"You—you knew it, then?"

"Of course!" she nodded again. "So did Jerry—so did Jessamy, so did your tall uncle—and your aunt, I think, and—and everybody else in all the world—except yourself, Peregrine."

"Blind fool that I was—"

"No, Peregrine, it was because you never guessed, that I didn't run away—"

"And you never will now, Diana, because you are mine, But I loved the sweet, pure soul of you first and so, my Diana, although I am longing—longing to kiss you—those dear gentle eyes, your red lips—I never will until you give them, because my love, being very great, is very humble, like—like this!" And sinking to my knees, I would have kissed the hem of her gown, but with a soft, sweet cry of reproach, she slipped to her knees also and swaying to me, hid her face in my breast.

"O Peregrine," she murmured, looking up at me through a mist of tears, "it is a wonderful thing to be loved by a gentleman—"

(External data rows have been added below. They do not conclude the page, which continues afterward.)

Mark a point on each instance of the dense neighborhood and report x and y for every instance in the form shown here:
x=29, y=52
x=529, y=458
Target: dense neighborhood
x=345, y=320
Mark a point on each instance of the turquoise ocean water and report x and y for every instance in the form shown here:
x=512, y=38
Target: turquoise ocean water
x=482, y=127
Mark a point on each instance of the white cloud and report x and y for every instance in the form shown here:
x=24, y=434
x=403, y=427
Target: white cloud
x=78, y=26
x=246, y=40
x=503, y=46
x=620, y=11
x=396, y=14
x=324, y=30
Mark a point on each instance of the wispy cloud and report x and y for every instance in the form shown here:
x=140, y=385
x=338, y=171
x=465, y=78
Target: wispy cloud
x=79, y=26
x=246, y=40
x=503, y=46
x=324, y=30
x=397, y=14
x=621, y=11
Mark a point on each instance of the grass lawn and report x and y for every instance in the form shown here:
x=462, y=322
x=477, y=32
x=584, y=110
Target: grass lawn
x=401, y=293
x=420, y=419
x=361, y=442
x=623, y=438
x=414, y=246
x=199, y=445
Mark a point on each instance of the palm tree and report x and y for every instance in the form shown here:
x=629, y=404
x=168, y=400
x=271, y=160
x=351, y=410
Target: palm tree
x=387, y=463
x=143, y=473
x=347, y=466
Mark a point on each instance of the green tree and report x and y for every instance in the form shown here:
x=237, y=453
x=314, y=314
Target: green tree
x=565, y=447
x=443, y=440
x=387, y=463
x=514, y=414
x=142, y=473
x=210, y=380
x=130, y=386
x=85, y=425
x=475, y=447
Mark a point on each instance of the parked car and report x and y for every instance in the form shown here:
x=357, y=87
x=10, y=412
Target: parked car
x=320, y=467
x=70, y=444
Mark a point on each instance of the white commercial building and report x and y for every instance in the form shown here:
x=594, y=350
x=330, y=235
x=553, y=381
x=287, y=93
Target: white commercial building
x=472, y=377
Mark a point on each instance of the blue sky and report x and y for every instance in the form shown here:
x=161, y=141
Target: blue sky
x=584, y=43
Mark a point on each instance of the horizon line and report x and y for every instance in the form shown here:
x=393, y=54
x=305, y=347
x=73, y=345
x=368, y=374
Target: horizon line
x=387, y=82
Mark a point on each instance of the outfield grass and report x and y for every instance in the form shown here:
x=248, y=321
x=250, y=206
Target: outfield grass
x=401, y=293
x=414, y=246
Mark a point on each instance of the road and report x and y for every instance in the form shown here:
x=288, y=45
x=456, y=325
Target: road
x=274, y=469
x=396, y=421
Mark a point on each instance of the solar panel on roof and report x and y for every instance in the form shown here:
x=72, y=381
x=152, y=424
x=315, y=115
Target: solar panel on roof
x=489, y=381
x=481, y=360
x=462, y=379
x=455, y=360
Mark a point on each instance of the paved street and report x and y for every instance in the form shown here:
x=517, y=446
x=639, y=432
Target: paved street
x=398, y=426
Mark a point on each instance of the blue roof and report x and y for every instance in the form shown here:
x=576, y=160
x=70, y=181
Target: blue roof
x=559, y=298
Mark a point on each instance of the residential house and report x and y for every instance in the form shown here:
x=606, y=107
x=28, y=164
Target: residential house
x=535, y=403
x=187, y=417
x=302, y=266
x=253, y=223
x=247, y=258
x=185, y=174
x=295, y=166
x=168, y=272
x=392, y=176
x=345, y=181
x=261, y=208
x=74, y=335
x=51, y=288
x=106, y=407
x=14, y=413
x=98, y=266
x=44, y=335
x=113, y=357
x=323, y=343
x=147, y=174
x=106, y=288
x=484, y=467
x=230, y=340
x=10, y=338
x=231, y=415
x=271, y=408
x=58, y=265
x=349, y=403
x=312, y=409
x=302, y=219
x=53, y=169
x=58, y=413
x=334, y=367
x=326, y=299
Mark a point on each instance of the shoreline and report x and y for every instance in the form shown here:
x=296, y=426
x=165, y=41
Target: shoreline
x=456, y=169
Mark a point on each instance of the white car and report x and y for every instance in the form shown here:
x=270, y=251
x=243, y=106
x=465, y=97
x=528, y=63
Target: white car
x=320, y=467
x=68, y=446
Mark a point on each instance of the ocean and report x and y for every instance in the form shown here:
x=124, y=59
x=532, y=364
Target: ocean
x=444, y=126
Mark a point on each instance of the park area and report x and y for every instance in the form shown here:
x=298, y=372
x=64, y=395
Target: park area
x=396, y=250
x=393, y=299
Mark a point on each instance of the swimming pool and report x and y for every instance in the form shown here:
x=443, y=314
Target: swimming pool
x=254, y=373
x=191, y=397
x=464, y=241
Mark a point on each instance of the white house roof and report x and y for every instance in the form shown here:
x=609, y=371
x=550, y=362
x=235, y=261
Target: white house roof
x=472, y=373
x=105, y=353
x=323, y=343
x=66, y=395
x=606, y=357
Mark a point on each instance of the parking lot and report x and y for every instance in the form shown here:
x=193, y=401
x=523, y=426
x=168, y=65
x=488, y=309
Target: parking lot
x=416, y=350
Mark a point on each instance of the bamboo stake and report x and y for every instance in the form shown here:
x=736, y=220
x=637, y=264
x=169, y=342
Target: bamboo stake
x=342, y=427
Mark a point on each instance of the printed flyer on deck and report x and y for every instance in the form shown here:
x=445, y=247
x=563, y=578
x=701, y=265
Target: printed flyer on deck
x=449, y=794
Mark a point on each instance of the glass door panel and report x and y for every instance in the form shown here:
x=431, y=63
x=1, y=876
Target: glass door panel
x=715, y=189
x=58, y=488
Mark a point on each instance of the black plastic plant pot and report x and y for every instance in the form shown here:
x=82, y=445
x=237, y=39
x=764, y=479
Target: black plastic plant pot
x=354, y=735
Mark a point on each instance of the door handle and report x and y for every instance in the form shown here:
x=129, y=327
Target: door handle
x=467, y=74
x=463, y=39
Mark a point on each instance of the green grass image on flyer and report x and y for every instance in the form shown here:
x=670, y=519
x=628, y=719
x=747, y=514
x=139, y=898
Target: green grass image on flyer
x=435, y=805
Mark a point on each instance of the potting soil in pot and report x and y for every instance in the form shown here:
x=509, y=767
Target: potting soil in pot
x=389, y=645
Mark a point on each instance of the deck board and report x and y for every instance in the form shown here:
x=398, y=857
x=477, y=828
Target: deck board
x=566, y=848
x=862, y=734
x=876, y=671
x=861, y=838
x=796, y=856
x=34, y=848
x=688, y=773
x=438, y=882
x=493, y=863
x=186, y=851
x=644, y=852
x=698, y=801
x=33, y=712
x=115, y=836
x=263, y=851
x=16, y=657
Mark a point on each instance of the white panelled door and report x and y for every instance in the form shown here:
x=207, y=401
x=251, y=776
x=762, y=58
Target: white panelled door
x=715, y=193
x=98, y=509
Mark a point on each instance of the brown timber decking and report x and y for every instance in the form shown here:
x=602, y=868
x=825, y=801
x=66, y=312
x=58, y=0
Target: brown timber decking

"Then God keep me so!" I whispered.

"He will, Peregrine, so long as you are Peregrine—kiss me!" And so for a deathless moment I held her close, to kiss her tumbled hair, her tearful eyes, the tremor of her sweet mouth.

"Peregrine—dear," she sighed, "at first I hated love and when it came it frighted me and then, when it came to you and you not knowing, I knew love could only be a dream 'twixt you and me and so I—I tried to make you hate me—I talked and acted rough—as much as I could, or—or very nearly—but I couldn't keep it up all the time, it hurt me so—"

"Then," cried I, "why then, you do love me, heart and soul, Diana?"